UC Irvine

Background

The ability to accurately measure patterns of gene expression is essential in studying gene function. The reverse transcription polymerase chain reaction (RT-PCR) has become the method of choice for the detection and measurement of RNA expression patterns in both cells and small quantities of tissue. Our previous results show that there is a significant production of primer-independent cDNA synthesis using a popular RNase H^- RT enzyme. A PCR product was amplified from RT reactions that were carried out without addition of RT-primer. This finding jeopardizes the accuracy of RT-PCR when analyzing RNA that is expressed in both orientations. Current literature findings suggest that naturally occurring antisense expression is widespread in the mammalian transcriptome and consists of both coding and non-coding regulatory RNA. The primary purpose of this present study was to investigate the occurrence of primer-independent cDNA synthesis and how it may influence the accuracy of detection of sense-antisense RNA pairs.

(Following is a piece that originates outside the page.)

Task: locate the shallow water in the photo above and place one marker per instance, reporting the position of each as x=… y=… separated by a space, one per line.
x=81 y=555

Our findings on cellular RNA and in vitro synthesized RNA suggest that these products are likely the results of RNA self-priming to generate random cDNA products, which contributes to the loss of strand specificity. The use of RNase H⁺ RT enzyme and carrying the RT reaction at high temperature (50°C) greatly improved the strand specificity of the RT-PCR detection.

While RT PCR is a basic method used for the detection and quantification of RNA expression in cells, primer-independent cDNA synthesis can interfere with RT specificity, and may lead to misinterpretation of the results, especially when both sense and antisense RNA are expressed. For accurate interpretation of the results, it is essential to carry out the appropriate negative controls.